There are good reasons to think that the combined effect of exercise and reduced glycemic load might synergistically affect insulin resistance. Obesity, lipotoxicity, and low levels of chronic inflammation are among the factors that contribute to insulin resistance. Studies show that low-glycemic diets are highly effective in reducing body weight [8
]. Likewise, exercise is effective in lowering body weight, particularly when performed at the level prescribed for the subjects in the current study [11
]. Both exercise and low-glycemic diets have been shown separately to be highly effective in reducing circulating lipids, including low-density lipoproteins [38
]. Exercise and low-glycemic diets have also been shown to separately reduce inflammation in obese and insulin-resistant adults [43
]. Further support may be gleaned indirectly from studies that have combined acute exercise and low- or moderate-glycemic meals, resulting in enhanced performance and hepatic glucose regulation [19
]. While these data suggest that the two interventions may be metabolically compatible during exercise, there are no data to show how the two might interact over an extended period of time. Compared to the rest of the study subjects, the subgroup of ‘super-responders’ in the current study reported a change in food choices that resulted in a shift from a high- to a low-glycemic diet. These subjects experienced substantial improvements in insulin sensitivity that were accompanied by greater weight loss, and greater improvements in circulating lipids, particularly triglycerides. In contrast, plasma tumor necrosis factor-α levels were similar for the main group and the subgroup after the intervention. The latter observation suggests that reversal of inflammation does not explain the improved insulin resistance, at least based on the limited evaluation of this outcome, while greater reductions in body weight and lowering of lipids may play a role and contribute to how a low-glycemic diet coupled with exercise can have such a dramatic effect on insulin resistance.
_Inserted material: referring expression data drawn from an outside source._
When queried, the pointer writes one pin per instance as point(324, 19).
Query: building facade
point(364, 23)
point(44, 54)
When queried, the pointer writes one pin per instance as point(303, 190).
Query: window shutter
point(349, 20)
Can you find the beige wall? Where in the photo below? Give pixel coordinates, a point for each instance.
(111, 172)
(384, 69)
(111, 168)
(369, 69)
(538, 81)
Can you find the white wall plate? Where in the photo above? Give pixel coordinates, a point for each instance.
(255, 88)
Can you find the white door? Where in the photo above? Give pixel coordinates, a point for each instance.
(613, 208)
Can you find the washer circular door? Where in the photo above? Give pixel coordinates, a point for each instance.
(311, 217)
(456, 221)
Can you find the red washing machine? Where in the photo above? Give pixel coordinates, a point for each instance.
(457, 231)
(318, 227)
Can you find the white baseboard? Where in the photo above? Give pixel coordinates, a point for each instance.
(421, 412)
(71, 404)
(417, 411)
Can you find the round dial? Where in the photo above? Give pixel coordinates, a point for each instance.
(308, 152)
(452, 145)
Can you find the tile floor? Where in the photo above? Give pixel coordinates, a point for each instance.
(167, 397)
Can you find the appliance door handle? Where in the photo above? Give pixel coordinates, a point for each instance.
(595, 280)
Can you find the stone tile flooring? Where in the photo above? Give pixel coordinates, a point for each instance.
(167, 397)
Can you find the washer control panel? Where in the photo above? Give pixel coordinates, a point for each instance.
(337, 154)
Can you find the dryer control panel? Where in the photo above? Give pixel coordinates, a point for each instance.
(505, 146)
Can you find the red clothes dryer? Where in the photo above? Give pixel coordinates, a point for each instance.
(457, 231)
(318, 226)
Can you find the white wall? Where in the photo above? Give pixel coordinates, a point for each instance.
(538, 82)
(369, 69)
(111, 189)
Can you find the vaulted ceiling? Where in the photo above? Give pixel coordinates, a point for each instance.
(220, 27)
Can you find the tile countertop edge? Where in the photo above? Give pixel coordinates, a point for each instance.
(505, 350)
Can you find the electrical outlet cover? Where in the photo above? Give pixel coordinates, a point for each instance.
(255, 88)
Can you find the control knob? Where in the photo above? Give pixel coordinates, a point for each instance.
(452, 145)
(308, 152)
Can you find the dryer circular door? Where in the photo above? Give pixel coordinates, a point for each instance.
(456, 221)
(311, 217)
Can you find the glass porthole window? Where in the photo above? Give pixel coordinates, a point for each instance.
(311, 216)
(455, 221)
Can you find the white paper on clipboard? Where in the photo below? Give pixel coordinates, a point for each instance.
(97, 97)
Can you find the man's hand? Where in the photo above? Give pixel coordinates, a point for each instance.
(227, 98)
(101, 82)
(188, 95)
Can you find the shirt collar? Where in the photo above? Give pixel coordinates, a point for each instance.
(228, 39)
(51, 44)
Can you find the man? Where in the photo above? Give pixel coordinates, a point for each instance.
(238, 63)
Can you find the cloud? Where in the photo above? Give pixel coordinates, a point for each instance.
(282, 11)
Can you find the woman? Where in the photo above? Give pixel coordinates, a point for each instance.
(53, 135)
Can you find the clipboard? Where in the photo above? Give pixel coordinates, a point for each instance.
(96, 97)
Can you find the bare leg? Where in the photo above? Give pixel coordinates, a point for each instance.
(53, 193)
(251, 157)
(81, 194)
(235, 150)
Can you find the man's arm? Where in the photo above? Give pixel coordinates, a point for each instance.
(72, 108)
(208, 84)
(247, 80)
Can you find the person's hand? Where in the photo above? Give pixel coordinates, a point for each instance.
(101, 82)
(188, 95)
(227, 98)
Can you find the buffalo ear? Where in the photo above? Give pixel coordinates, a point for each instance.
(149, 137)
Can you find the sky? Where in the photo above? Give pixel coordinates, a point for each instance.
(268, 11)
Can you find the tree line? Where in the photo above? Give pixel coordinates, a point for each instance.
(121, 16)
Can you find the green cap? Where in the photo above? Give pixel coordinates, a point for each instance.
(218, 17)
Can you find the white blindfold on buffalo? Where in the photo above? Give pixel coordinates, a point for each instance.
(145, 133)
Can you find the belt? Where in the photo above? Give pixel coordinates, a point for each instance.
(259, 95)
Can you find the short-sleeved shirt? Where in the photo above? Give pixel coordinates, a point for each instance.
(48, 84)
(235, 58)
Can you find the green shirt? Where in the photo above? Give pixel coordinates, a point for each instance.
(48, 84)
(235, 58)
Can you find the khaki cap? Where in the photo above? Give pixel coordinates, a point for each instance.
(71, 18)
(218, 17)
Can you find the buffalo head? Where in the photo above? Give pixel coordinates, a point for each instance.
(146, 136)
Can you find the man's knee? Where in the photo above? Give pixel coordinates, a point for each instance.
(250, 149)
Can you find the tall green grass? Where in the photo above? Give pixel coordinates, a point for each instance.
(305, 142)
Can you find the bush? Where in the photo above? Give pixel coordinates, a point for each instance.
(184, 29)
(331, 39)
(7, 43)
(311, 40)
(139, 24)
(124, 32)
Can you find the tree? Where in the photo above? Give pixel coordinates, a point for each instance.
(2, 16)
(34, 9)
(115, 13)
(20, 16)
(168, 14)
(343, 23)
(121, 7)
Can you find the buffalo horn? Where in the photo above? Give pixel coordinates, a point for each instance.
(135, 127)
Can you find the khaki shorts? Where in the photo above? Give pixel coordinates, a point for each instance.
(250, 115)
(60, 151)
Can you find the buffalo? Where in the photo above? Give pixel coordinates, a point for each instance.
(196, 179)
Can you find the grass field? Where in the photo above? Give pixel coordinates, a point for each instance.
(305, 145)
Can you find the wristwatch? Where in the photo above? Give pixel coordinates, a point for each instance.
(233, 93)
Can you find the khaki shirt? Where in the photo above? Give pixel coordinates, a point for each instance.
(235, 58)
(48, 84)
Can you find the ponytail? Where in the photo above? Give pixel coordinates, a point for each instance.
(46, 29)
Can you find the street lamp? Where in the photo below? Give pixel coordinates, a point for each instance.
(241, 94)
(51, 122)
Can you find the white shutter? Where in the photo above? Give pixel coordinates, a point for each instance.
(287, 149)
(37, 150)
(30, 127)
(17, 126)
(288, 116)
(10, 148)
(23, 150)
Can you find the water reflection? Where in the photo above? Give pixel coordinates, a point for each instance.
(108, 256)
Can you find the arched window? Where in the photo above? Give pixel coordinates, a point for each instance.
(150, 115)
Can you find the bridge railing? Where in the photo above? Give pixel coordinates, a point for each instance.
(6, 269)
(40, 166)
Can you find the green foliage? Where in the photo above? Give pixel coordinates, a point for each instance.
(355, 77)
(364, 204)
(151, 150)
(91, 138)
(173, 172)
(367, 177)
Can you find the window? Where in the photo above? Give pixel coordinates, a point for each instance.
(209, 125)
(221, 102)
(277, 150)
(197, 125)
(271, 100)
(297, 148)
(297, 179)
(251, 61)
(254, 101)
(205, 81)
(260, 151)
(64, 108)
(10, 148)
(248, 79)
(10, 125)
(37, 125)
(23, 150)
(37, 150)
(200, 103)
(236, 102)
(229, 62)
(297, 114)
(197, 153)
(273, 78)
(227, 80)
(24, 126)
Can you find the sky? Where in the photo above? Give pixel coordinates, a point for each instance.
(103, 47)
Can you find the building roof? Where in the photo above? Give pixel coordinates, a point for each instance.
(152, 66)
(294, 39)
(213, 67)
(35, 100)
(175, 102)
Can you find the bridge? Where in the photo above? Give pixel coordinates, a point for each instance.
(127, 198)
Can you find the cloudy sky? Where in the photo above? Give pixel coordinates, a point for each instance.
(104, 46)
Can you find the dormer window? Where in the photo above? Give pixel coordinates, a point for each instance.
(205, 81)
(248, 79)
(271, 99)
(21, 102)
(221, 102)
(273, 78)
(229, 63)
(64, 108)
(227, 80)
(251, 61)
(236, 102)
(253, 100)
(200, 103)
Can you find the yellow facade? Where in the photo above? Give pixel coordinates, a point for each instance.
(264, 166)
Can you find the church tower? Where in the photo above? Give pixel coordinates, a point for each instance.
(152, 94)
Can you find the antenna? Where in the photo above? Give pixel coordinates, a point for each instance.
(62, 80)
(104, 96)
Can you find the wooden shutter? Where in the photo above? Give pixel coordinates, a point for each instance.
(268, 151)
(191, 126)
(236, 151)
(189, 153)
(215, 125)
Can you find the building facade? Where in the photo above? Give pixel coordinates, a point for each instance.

In summary, we have demonstrated that insulin resistance is reduced following 12 weeks of supervised aerobic exercise. These data also show that in a limited subset of subjects consuming a low-glycemic diet during the exercise intervention there is an even greater improvement in insulin sensitivity than when subjects maintain their normal moderate/high-glycemic diet. Such improvements in insulin sensitivity suggest a possible synergism between exercise and a low-glycemic diet that can be used to treat insulin resistance and type 2 diabetes in obese adults more effectively. Larger-scale clinical trials are needed to determine whether a lifestyle intervention that includes exercise and a low-glycemic diet is capable of effectively reducing the morbidity and mortality associated with insulin resistance and diabetes.